Georgs Pelēcis is a Latvian composer and music scholar, but describes his own work as atypical for his country. 'It can be seen in the context of a trend which appeared in Belgium in the 20th century, called 'new consonant music'.' This unapologetic tonality resists to temptation to enter the world of the 'avant-garde', and instead Pelēcis sees himself as 'a gardener, part guardian and part creator of the beauty in our communal musical paradise.'
I for one am by no means against this kind of expressive language, though on this showing it does carry its share of semantic baggage, pushing its own boundaries almost to the limits of corny film-music sentimentality.
Revelation is a high energy piece, driving forward on a constantly present ostinato rhythm. The vocal lines in the beginning as well as the high contralto of Jānis Šipkēvis encourage a comparison with something like Michael Nyman's 'The Kiss', though the musical language and instrumental colour is softer. It's a shame the text is not given in the booklet, as the voice in lower register is often hard to make out amongst the busy playing, and Ms. Šipkēvis's diction is suspect even when audible - I could only make out about 20% of the words. Pelēcis has a penchant for moving from minor to major keys, and while this is expressive of a 'refusal to accept the dreadful prophesies, preferring the promises of a realm of light and joy in the New Jerusalem' this 'happy' music is almost distressingly diatonic: Vivaldi's 'Spring from The Four Seasons' meets the theme to 'Blackadder'.
Nevertheless creates an entirely different atmosphere, the piano opening in a static, gently moving minor key: ' a state of permanent melancholy.' A violin solo contradicts the minor key, 'swimming in happiness' but maintaining the same gently beautiful atmosphere. The musical narrative has the piano eventually joining the violin in this higher state of being, although one of the anticipations of this collective 'yes' at 9:35 is for me one of the weakest parts of the piece, the solo violin being asked to hack away at double stops while the ensemble meanders around underneath. Breathless antici.....pation keeps us waiting for a climax which it seems will never come, but does allow Gidon Kremer to provide some fine solo work which he makes sound suitably improvisatory. I make it around six and a half minutes for one cadence to resolve, starting at ca12:33 and hitting base with the piano entry at18:57, which must be one of the longest perfect cadences in musical history. By this time some sensitive souls may already have eaten one or other part of their furniture, but I have to say it does create something of a magical effect. After this gentle conjoining of the violin and piano the coda almost immediately loses steam, with fairly meaningless runs and cadences and a Haydn 'Surprise Symphony' soundalike theme, to my mind making the piece about 7 minutes too long. It's as if the musicians have collectively taken Lithium and lost the will to be creative. Stephen Fry is right: there is more creative power in the bipolar condition after all.
Through a unifying tango rhythm underlying its variations, Buena-Riga combines the spirit of Astor Piazzolla and Oskar Strock.
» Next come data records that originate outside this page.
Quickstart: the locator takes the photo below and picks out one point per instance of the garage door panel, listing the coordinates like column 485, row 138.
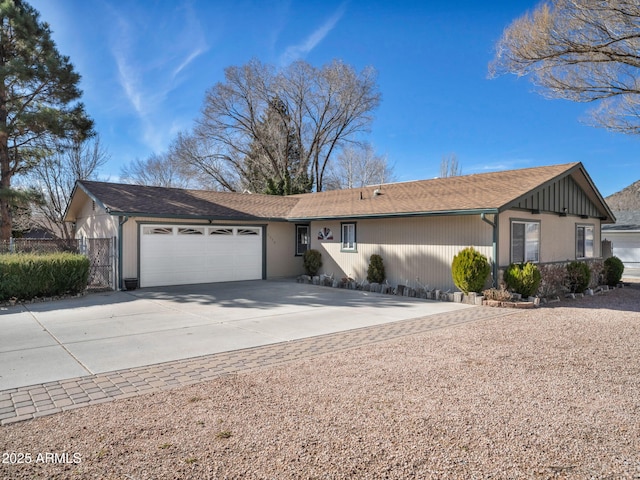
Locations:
column 216, row 254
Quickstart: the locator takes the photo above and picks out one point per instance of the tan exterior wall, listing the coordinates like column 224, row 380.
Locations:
column 411, row 248
column 282, row 261
column 94, row 222
column 280, row 237
column 557, row 235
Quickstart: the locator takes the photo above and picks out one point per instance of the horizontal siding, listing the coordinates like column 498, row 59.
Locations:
column 414, row 250
column 557, row 235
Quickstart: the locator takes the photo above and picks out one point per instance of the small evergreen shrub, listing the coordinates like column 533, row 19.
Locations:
column 470, row 270
column 613, row 270
column 523, row 278
column 553, row 277
column 312, row 260
column 596, row 269
column 578, row 276
column 501, row 294
column 375, row 272
column 26, row 276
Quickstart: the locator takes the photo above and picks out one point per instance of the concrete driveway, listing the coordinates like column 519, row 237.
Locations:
column 112, row 331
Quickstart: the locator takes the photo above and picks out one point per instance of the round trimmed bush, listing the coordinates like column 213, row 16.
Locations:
column 613, row 270
column 312, row 260
column 375, row 272
column 470, row 270
column 523, row 278
column 578, row 276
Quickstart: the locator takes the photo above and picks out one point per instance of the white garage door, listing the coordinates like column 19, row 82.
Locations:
column 184, row 254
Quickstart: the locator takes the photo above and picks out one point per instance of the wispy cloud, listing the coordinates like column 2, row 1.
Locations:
column 294, row 52
column 148, row 75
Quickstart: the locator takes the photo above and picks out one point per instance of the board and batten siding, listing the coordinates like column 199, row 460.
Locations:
column 557, row 235
column 413, row 249
column 280, row 246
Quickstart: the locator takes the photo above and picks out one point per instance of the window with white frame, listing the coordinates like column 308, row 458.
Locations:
column 349, row 237
column 584, row 241
column 525, row 241
column 303, row 239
The piece takes the form of a kind of fantasy-concerto, with the solo violin introducing melodies or playing with or against them when they appear in the ensemble. This is a very effective piece in the typically nostalgic modes and moods of Piazzolla, and with just enough direct and recognisable quotes and contrasts of texture to carry the music along, although I felt nearly 20 minutes to be a bit of the stretch for the material on offer. More compact is the final work, The Last Song, which expresses 'a particular feeling when we do something for the last time.' This is a kind of minor-key sad 'song without words', though with some idiomatic ornamental violin figurations around the notes near the beginning.
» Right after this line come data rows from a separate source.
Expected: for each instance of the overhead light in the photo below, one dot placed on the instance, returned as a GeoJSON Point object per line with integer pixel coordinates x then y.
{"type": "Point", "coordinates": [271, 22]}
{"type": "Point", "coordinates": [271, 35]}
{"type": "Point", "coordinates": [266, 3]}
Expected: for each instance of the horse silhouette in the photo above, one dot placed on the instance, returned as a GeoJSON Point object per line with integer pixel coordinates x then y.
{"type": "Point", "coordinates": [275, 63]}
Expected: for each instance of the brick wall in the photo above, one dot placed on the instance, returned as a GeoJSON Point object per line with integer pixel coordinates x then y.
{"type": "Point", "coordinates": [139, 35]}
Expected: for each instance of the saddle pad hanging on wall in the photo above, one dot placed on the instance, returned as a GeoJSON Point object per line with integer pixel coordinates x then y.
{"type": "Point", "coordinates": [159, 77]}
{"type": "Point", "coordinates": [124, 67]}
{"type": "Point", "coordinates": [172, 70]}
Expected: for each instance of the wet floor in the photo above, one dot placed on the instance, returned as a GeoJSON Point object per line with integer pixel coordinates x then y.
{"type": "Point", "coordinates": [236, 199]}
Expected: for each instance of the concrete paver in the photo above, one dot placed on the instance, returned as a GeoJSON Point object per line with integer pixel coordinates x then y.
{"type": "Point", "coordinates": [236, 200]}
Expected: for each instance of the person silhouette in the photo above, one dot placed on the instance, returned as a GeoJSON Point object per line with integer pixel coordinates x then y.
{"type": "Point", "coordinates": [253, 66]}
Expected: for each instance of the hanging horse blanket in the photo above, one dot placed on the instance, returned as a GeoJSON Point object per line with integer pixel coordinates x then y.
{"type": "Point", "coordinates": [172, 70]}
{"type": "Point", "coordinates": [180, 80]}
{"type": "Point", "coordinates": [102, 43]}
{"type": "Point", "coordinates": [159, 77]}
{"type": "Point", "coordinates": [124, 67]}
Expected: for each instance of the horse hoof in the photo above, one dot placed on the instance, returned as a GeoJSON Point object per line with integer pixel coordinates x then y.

Very well played and recorded, all concerned can be very happy with this release. I make no apologies for my more testy comments however. I feel the right to become a little irritated when someone claims to 'save and regenerate... the scope of classical music (from Monteverdi to Mahler) [which] is a paradise that invites us into the most sumptuous realms that the mind of a composer can imagine', and then presents swathes of rather crass jolliness or fields of empty scales and cadences. There is much of great beauty on this disc, and I do commend it to fans of consonant contemporary composition. There is however also a good deal of padding, which could easily be helped with a bit more imagination or a sharp pair of scissors.